Bikes for Humanity on southeast Powell started (as Community Exchange Bike School/Exchange Cycle Tours) in 2005 and became an official non-profit in 2015. I spoke to their current executive director, Andrew Shaw-Kitch, who’s been with the group since 2014. Andrew shared how he went from taking a free class in 2014 to leading the organization, and explained the lost art of patching inner tubes.

The Community Cycling Center in the Alberta neighborhood was founded in 1994 and still serves the community with a retail bike shop and several programs including their annual Holiday Bike Drive, that happened just last weekend. I spoke to their marketing coordinator Cole Lalomia and their program manager Nissy Cobb. Lalomia shared about a very cool program he created called “Pay It Forward” that gave over 200 people free flat fixes this year. And Nissy shared how the CCC is their “dream shop” and how its supportive environment made her feel safe enough to come out as trans and non-binary.
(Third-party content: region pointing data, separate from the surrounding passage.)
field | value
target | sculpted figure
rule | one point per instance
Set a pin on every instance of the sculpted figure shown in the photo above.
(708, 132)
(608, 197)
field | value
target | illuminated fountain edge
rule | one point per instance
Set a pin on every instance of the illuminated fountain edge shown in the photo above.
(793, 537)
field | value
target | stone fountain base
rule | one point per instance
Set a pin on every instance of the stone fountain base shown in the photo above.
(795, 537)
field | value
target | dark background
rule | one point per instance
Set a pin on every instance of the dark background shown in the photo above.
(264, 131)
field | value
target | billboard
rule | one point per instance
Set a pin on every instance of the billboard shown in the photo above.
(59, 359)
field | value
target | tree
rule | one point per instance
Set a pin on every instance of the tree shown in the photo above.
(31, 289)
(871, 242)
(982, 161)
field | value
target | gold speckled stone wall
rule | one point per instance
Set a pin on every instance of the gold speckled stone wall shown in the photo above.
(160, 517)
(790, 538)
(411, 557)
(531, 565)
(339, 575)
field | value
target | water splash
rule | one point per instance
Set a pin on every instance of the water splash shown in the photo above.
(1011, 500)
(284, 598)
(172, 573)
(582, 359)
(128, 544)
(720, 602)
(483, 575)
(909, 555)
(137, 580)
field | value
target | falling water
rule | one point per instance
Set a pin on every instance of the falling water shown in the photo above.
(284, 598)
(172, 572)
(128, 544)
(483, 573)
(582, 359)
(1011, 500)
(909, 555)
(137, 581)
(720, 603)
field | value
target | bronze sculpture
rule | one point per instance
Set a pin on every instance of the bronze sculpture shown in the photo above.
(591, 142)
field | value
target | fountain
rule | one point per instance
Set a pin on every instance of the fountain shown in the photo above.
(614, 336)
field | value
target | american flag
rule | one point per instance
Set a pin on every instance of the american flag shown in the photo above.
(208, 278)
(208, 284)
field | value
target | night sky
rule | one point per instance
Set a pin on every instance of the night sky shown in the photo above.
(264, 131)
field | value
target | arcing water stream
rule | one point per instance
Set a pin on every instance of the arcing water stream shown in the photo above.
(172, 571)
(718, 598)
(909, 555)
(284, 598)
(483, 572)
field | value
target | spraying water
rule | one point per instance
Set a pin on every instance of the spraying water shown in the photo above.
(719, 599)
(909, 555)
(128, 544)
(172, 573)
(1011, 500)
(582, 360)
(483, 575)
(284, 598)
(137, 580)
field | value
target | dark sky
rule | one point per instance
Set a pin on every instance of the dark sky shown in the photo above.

It was a really fun episode to put together and I think you’ll be heartened and inspired to hear from these great folks and learn more about the work they’re doing.

One more thing, I want you to know how much I’ve enjoyed getting the podcast up-and-running these past six months or so. We recently pushed past 5,000 downloads which is really amazing and I’m very grateful so many of you are listening.

Thanks again for all the support and have a great holiday.